An Analysis of the Effect of Data Augmentation Methods: Experiments for a Musical Genre Classification Task
Author(s) -
Rémi Mignot,
Geoffroy Peeters
Publication year - 2019
Publication title -
transactions of the international society for music information retrieval
Language(s) - English
Resource type - Journals
ISSN - 2514-3298
DOI - 10.5334/tismir.26
Subject(s) - overfitting , computer science , robustness (evolution) , task (project management) , artificial intelligence , machine learning , set (abstract data type) , segmentation , annotation , process (computing) , training set , speech recognition , pattern recognition (psychology) , biochemistry , chemistry , management , artificial neural network , economics , gene , programming language , operating system
Supervised machine learning relies on the accessibility of large datasets of annotated data. This is essential since small datasets generally lead to overfitting when training high-dimensional machine-learning models. Since the manual annotation of such large datasets is a long, tedious and expensive process, another possibility is to artificially increase the size of the dataset. This is known as data augmentation. In this paper we provide an in-depth analysis of two data augmentation methods: sound transformations and sound segmentation. The first transforms a music track to a set of new music tracks by applying processes such as pitch-shifting, time-stretching or filtering. The second one splits a long sound signal into a set of shorter time segments.
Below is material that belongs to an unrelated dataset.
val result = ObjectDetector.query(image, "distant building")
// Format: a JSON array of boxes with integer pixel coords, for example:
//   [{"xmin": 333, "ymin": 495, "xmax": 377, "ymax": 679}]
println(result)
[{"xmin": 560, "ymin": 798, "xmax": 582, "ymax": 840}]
We study the effect of these two techniques (and the parameters of those) for a genre classification task using public datasets. The main contribution of this work is to detail by experimentation the benefit of these methods, used alone or together, during training and/or testing. We also demonstrate their use in improving the robustness of potentially unknown sound degradations. By analyzing these results, good practice recommendations are provided.